# Classification: Prediction of population from possum body measures (exclude case, site, sex and age)

In [None]:
import numpy as np
import pandas as pd
import matplotlib.pyplot as plt
from sklearn.preprocessing import LabelEncoder, StandardScaler
from sklearn.model_selection import train_test_split, cross_val_score
from sklearn.neighbors import KNeighborsClassifier
from sklearn.metrics import confusion_matrix, accuracy_score

## Load and explore dataset

In [None]:
possum = pd.read_csv('possum.csv')

In [None]:
print(possum.head())

In [None]:
print(possum.info())

In [None]:
print(possum.describe())

In [None]:
print(possum.value_counts(possum['site']))

In [None]:
print(possum.value_counts(possum['Pop']))

## Use all features except case, site, sex and age

In [None]:
possum = possum.drop(['case', 'site', 'sex', 'age'], axis=1)

In [None]:
possum.head()

## Handle missing data

### Count missing values

In [None]:
print(possum.isna().sum())

### Calculate threshold for dropping observations with missing values

In [None]:
treshold = len(possum) * 0.05
print(treshold)

### Drop all rows with missing values for columns below treshold

We just have to deal with footlgth with one missing value which is below treshold - drop missing value in this column.

In [None]:
possum.dropna(subset=['footlgth'], inplace=True)
print(possum.isna().sum())

## Get X and y from dataframe

In [None]:
X = possum.iloc[:, 1:-1].values
y = possum.iloc[:, 0].values

In [None]:
print(X)
print(y)

## Encode the dependent variable

In [None]:
le = LabelEncoder()
y = le.fit_transform(y)
print(y)

## Split data into training and test set

In [None]:
X_train, X_test, y_train, y_test = train_test_split(X, y, test_size=0.2, random_state=0)

In [None]:
print(X_train)
print(X_test)
print(y_train)
print(y_test)

## Scale data

In [None]:
sc = StandardScaler()
X_train = sc.fit_transform(X_train)
X_test = sc.transform(X_test)

In [None]:
print(X_train)
print(X_test)

## Create K-nearest-neighbors model on training data

In [None]:
classifier = KNeighborsClassifier()
classifier.fit(X_train, y_train)

## Predict Test set

In [None]:
y_pred = classifier.predict(X_test)

In [None]:
y_pred = classifier.predict(X_test)
print(np.concatenate((y_pred.reshape(len(y_pred),1), y_test.reshape(len(y_test),1)),1))

## Print Confusion Matrix

In [None]:
print(confusion_matrix(y_test, y_pred))

In [None]:
print(accuracy_score(y_test, y_pred) * 100)

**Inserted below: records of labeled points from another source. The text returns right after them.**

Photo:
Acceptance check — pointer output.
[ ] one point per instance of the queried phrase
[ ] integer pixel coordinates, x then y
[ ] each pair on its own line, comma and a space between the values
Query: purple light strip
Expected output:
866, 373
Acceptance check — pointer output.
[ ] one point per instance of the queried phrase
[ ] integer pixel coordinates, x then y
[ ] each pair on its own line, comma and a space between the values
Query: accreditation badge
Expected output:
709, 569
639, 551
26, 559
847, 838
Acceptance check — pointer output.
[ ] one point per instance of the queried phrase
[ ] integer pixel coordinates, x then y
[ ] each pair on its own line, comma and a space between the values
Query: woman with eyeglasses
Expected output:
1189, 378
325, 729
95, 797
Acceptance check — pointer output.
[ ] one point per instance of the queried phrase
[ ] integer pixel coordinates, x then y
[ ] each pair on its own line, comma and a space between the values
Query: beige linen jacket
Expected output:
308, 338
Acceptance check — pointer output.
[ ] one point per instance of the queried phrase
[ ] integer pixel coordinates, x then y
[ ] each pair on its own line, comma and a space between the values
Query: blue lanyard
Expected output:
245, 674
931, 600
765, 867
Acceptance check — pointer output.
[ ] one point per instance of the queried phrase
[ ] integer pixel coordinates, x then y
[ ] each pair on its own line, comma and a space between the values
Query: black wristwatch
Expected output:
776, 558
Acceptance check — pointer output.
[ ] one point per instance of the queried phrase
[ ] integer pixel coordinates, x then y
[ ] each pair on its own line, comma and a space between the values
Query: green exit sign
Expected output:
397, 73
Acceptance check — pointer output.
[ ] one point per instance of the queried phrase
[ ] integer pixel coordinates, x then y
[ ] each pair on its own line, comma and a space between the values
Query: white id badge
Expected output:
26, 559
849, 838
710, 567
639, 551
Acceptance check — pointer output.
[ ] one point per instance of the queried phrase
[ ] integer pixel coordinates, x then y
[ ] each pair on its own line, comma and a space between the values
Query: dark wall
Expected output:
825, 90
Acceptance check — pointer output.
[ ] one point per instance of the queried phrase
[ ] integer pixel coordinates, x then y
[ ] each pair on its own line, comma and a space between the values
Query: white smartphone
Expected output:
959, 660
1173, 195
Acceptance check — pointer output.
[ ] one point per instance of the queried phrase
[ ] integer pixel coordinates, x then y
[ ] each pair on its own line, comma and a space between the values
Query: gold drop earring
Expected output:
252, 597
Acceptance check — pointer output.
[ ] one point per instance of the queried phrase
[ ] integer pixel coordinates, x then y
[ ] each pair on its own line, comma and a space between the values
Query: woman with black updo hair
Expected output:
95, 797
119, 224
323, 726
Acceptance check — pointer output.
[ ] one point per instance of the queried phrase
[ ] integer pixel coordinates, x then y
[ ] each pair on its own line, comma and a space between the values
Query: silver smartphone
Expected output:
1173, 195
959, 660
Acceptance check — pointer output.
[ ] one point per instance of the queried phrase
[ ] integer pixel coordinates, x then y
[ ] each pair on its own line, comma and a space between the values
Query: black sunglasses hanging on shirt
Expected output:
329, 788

## Computing the accuracy with k-Fold Cross Validation

In [None]:
from sklearn.model_selection import cross_val_score
accuracies = cross_val_score(estimator = classifier, X = X_train, y = y_train, cv = 10)
print("Accuracy: {:.2f} %".format(accuracies.mean()*100))
print("Standard Deviation: {:.2f} %".format(accuracies.std()*100))

## => A perfect model.... Is this correct????